He turned around; in the direction designated by his crewmate. He stood very still some bit then spoke evenly.
"Rhalp." "Yeah?" "Were you aware there 'tis a bunch of seven foot tall gerbils laying down over here?" "Really? Now how did they get in?" "Rhalp..." "Muscles; we're all slaves here. Get used to it. You're looking at the veterans, is all. We rookies better watch our step, too; I'm thinkin'."
|Author:||Shy Dakota [ Sun Apr 13, 2008 8:21 pm ]|
|Post subject:||Re: First story|
OK now I am 3 behind I will try to catch up tonight if not tomorrow. GREAT SO FAR!!! are you ever going to publish this?

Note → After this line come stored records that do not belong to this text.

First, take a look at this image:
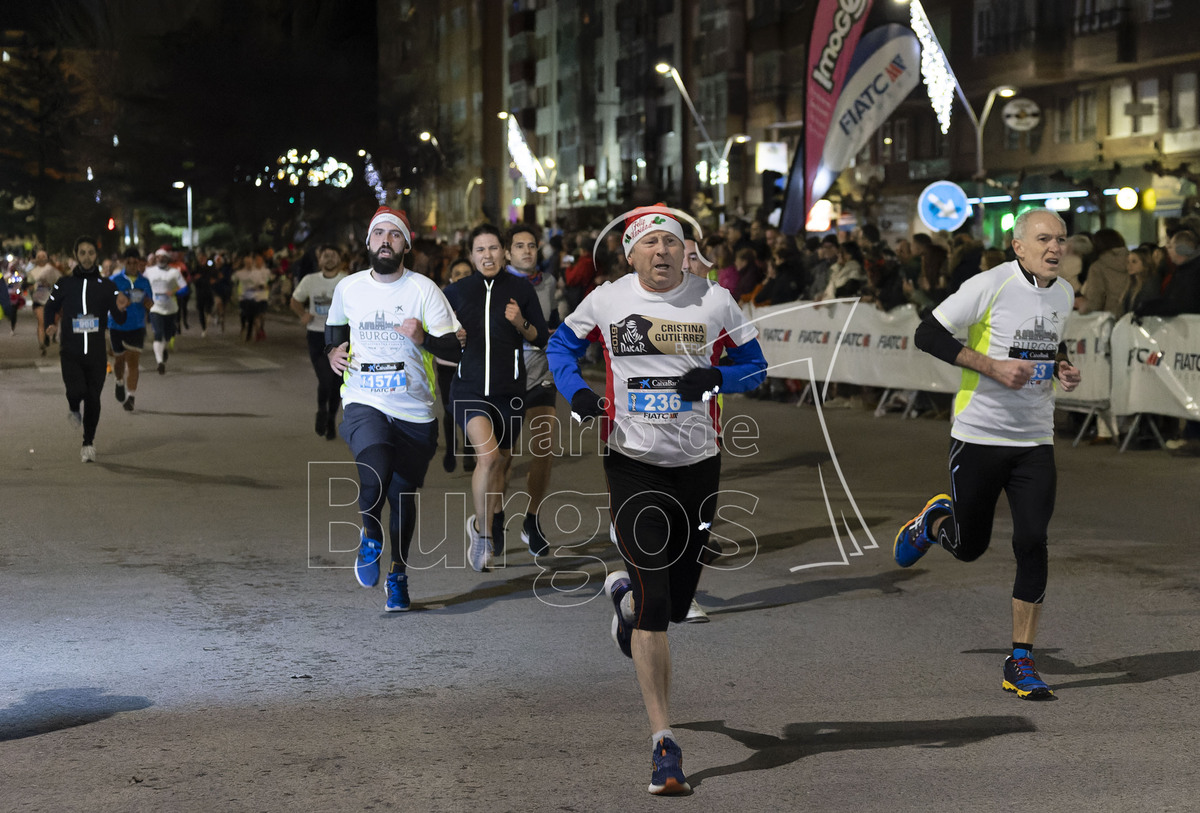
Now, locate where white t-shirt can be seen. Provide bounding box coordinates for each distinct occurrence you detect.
[934,260,1075,446]
[233,265,271,302]
[328,271,460,423]
[508,265,558,390]
[29,263,62,305]
[563,273,758,466]
[292,271,346,332]
[142,265,186,315]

|Author:||Iowanic [ Sun Apr 13, 2008 9:03 pm ]|
|Post subject:||Re: First story|
I'd love to publish this, Shy. Might be harder now that I've posted it here, though
|Author:||Shy Dakota [ Mon Apr 14, 2008 12:49 pm ]|
|Post subject:||Re: First story|
why would it be harder now? I don't understand?
|Author:||Iowanic [ Mon Apr 14, 2008 6:01 pm ]|
|Post subject:||Re: First story|
Well; some people at least would have already read it. Still; I'm hopeful.